In conclusion, our findings underscore the necessity for future public health guidelines to assess long-term weight change trajectory in Chinese adults, as the majority of participants gained weight and transited up to a higher BMI level during follow-up. Furthermore, long-term BMI gain was associated with higher risk of hypertension, whereas, weight loss had contrary relation. As weight loss was less achievable (7.94% of total participants) and involved great BMI variation, our study indicated that prevention of weight gain might be more helpful. Taken together, our study suggested avoiding excessive weight gain and maintaining stable weight might be important for hypertension prevention. Further studies was warranted to unravel the mechanism underlying the association between BMI change and hypertension and to consider the long-term health consequence of weight loss.
Methods
Study population
The data used in present study was from the CHNS, an ongoing open cohort, which examined a series of economic, sociological, demographic and health questions. The open database, study materials and acknowledgement is available at the website (http://www.cpc.unc.edu/projects/china). A multistage random cluster process was used to draw a sample of about 7200 households with over 30,000 individuals in 15 provinces. CHNS rounds have been achieved in 1989, 1991, 1993, 1997, 2000, 2004, 2006, 2009, 2011 and 2015. Detailed description of study design and procedures was available in the published cohort profile33. All participants signed the informed consent and this study was approved by the institutional review committees of the National Institute of Nutrition and Food Safety, Chinese Center for Disease Control and Prevention, the University of North Carolina at Chapel Hill, and the China-Japan Friendship Hospital, Ministry of Health. All methods were carried out in accordance with relevant guidelines and regulations.
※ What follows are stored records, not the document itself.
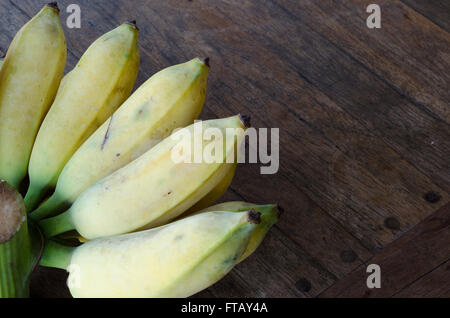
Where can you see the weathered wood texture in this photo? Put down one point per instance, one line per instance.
(414, 265)
(363, 117)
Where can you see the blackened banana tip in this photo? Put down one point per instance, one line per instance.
(133, 24)
(253, 217)
(246, 120)
(205, 60)
(53, 5)
(280, 210)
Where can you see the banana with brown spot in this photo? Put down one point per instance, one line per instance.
(29, 79)
(172, 98)
(93, 90)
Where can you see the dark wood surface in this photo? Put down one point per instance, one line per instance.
(364, 131)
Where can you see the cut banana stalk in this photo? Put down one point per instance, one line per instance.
(172, 98)
(175, 260)
(99, 83)
(16, 257)
(153, 189)
(29, 79)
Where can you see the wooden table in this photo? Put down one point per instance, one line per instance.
(364, 131)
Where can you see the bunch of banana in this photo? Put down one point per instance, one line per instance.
(171, 98)
(120, 170)
(29, 80)
(153, 189)
(91, 92)
(175, 260)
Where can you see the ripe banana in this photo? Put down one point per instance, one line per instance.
(170, 99)
(99, 83)
(175, 260)
(29, 80)
(153, 189)
(269, 216)
(215, 194)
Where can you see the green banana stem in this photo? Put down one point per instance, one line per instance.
(51, 206)
(57, 224)
(18, 252)
(56, 255)
(33, 197)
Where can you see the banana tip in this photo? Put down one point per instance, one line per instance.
(245, 119)
(279, 210)
(204, 60)
(133, 24)
(53, 5)
(253, 217)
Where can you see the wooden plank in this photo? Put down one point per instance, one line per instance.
(356, 153)
(411, 256)
(432, 285)
(391, 96)
(437, 11)
(328, 240)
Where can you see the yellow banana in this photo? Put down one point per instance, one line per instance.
(99, 83)
(154, 188)
(215, 193)
(269, 216)
(175, 260)
(29, 79)
(170, 99)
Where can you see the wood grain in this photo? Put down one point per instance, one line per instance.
(363, 117)
(407, 265)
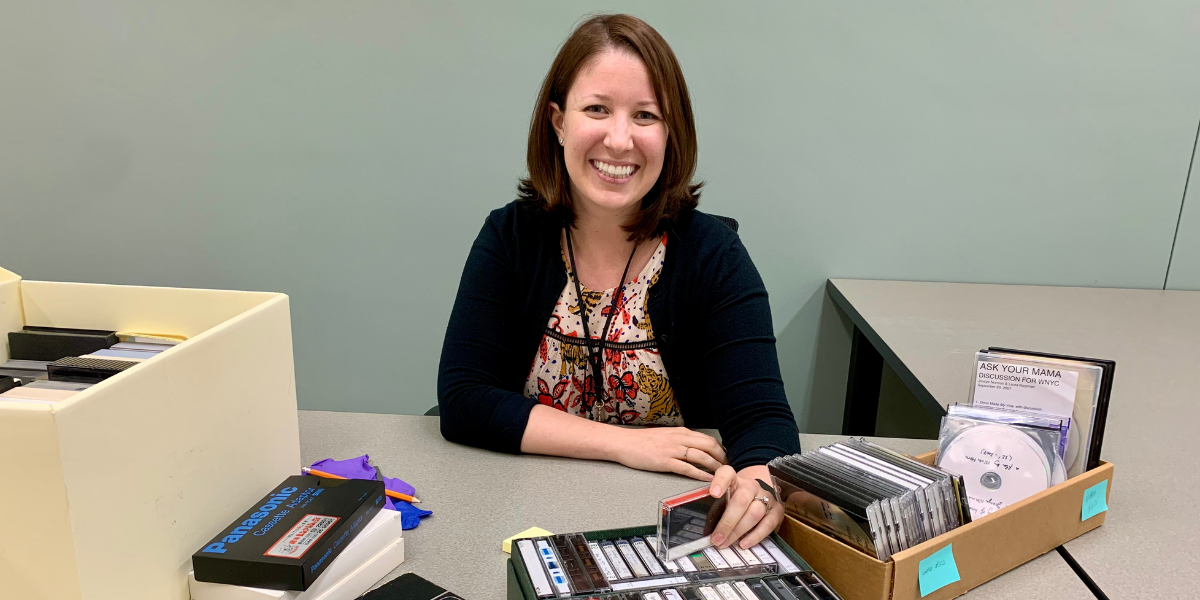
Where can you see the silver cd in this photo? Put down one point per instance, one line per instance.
(1000, 466)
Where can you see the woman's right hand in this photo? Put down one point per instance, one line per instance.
(669, 449)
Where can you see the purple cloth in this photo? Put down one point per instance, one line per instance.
(360, 468)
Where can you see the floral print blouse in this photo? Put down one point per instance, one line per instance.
(639, 391)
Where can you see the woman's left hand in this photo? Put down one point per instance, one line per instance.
(747, 520)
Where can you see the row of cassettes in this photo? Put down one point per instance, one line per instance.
(571, 565)
(798, 586)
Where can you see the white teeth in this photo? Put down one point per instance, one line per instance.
(613, 171)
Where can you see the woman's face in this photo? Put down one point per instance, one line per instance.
(613, 135)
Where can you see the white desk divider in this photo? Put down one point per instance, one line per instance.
(106, 495)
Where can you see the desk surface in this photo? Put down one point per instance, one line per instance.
(935, 329)
(479, 498)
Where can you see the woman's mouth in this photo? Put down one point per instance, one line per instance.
(613, 173)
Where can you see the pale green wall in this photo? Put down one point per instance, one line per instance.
(347, 153)
(1185, 268)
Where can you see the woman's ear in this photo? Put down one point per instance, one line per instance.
(556, 119)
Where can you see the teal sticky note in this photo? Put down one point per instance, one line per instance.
(1096, 501)
(937, 571)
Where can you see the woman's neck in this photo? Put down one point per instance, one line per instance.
(603, 237)
(601, 249)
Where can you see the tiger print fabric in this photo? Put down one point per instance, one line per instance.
(639, 391)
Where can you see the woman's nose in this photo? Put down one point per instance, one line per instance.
(621, 136)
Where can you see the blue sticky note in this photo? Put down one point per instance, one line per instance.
(937, 571)
(1095, 501)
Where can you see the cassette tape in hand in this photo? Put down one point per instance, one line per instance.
(687, 522)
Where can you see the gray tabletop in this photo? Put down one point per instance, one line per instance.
(1151, 436)
(479, 498)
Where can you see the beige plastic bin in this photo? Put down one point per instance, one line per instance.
(107, 493)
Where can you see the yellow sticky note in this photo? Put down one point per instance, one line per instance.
(533, 532)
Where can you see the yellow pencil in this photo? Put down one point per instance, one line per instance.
(389, 492)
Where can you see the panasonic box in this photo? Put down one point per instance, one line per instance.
(292, 535)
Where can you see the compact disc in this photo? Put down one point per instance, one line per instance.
(1000, 466)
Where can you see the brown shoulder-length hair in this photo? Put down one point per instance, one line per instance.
(549, 185)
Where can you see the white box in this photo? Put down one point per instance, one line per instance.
(109, 492)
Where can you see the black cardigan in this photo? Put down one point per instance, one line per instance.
(709, 312)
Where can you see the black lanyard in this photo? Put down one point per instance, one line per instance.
(595, 357)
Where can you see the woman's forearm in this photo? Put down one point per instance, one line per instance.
(557, 433)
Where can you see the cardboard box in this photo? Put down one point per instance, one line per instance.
(521, 586)
(983, 550)
(109, 492)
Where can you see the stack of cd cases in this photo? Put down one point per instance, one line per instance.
(870, 497)
(623, 564)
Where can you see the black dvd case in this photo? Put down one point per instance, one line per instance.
(291, 535)
(54, 343)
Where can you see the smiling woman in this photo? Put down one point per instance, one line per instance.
(604, 299)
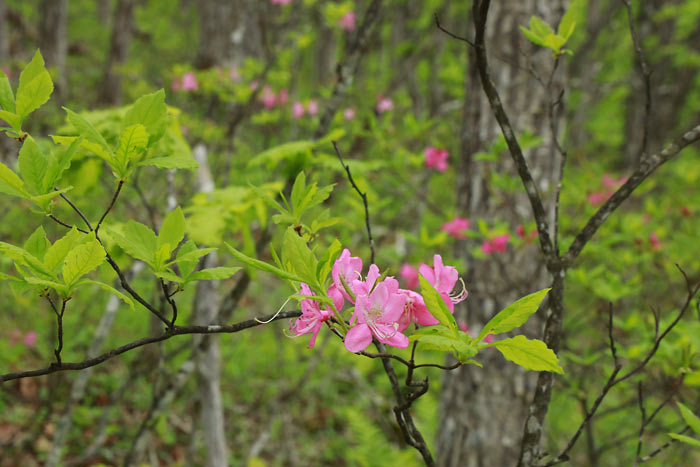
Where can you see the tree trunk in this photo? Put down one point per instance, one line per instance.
(53, 40)
(122, 32)
(482, 410)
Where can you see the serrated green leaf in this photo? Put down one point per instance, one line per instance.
(132, 142)
(261, 265)
(82, 259)
(57, 252)
(11, 184)
(529, 354)
(436, 305)
(690, 418)
(513, 316)
(151, 112)
(686, 439)
(33, 165)
(7, 97)
(108, 288)
(213, 274)
(37, 243)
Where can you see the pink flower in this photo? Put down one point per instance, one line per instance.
(443, 278)
(346, 269)
(268, 98)
(298, 110)
(455, 227)
(282, 97)
(598, 198)
(347, 21)
(311, 319)
(436, 158)
(498, 244)
(189, 82)
(384, 104)
(312, 108)
(410, 275)
(29, 339)
(377, 314)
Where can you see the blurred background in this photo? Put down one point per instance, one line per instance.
(246, 77)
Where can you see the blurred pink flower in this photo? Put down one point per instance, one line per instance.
(456, 227)
(312, 108)
(189, 82)
(409, 274)
(347, 21)
(298, 110)
(436, 158)
(30, 338)
(384, 104)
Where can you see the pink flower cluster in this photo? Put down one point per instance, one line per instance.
(382, 310)
(436, 158)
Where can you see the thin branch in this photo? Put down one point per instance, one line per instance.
(175, 331)
(364, 201)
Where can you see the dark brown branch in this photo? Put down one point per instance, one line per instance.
(368, 226)
(175, 331)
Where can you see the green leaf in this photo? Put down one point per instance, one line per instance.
(151, 112)
(37, 243)
(529, 354)
(296, 252)
(436, 305)
(108, 288)
(513, 316)
(686, 439)
(133, 142)
(690, 418)
(213, 274)
(172, 230)
(261, 265)
(57, 252)
(7, 97)
(33, 165)
(82, 259)
(91, 135)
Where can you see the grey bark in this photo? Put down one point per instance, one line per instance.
(122, 33)
(53, 40)
(482, 410)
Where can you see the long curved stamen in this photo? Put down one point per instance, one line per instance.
(458, 297)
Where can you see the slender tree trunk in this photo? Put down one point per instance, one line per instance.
(122, 32)
(482, 410)
(54, 40)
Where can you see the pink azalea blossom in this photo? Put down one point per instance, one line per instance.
(436, 158)
(456, 227)
(409, 274)
(346, 269)
(189, 82)
(298, 110)
(312, 108)
(29, 339)
(347, 21)
(269, 99)
(599, 197)
(377, 314)
(444, 279)
(384, 104)
(311, 319)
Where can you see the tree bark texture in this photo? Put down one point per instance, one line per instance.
(482, 410)
(122, 32)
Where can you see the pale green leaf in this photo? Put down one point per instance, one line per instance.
(529, 354)
(513, 316)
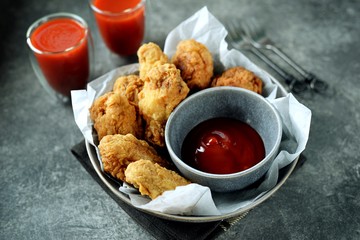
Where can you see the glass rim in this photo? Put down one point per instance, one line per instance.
(53, 16)
(113, 14)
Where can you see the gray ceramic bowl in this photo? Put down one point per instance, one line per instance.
(231, 102)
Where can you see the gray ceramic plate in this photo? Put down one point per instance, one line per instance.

In present study, the first survey wave was set as 1991 when detailed information on lifestyle factors and diet information was collected. The end of follow-up was 2015 and analysis data was based on 9 waves of CHNS from 1991 to 2015. The flow diagram of participants involved in current study was showed in Fig. 2. A total of 34,292 participants with 107,254 visits were extracted from the original surveys. However, we excluded 7384 participants who aged < 18 years old, 8823 participants with less than 2 visits during the follow-up period. We further exclude 3822 participants including pregnant women or hypertension patients at baseline. Finally, 14,262 (6827 males and 7435 females) remained for the final analysis. A comparison of main characteristics of excluded and analytic sample was shown in Supplementary Table S5. Compared with participants included in this study, those excluded were younger, more likely to be men, and more likely to be better educated and higher PA level, tended to live in rural areas and consume less total dietary energy (all P < 0.05). Excluded participants have more favorable measurement of BP, BMI (all P < 0.001).
We conducted a post hoc analysis to calculate the power to detect a significant association of BMI change with hypertension, based on the existing sample size in our study and a moderate effect size. The hypertension prevalence in Chinese adult was 29.6%4, and the hazard ratio (HR) of ‘substantial gain’ pattern assumption was 1.2. The results indicated that current sample size was large enough to detect the assumed effect size, with estimated statistical power > 90%, with type I error of 0.05. The calculation was performed with an online power calculation tool (https://powerandsamplesize.com/Calculators/Test-Time-To-Event-Data/Cox-PH-Equivalence).
Definition of follow-up in the study
Individuals included in current analysis were followed prospectively from their first visit in the CHNS. The study was an open cohort, as participants might enter and leave in any wave, and those lost to follow-up in one wave were still likely to enter the survey in other waves. Therefore, the duration of follow-up duration was defined as period from the first to latest visit, attended with information on mortality, end of follow-up, or loss to follow-up.
Physical measurement and hypertension assessment
Height and weight at every wave were measured by trained healthcare staff using a reference protocol recommended by the WHO34. Weight was measured to the nearest 0.1 kg with participants in lightweight clothing. Height was measured to 0.1 cm with participants being barefoot. Further detail about CHNS has been reported elsewhere33. BMI was calculated as weight (kg)/square of height (m2).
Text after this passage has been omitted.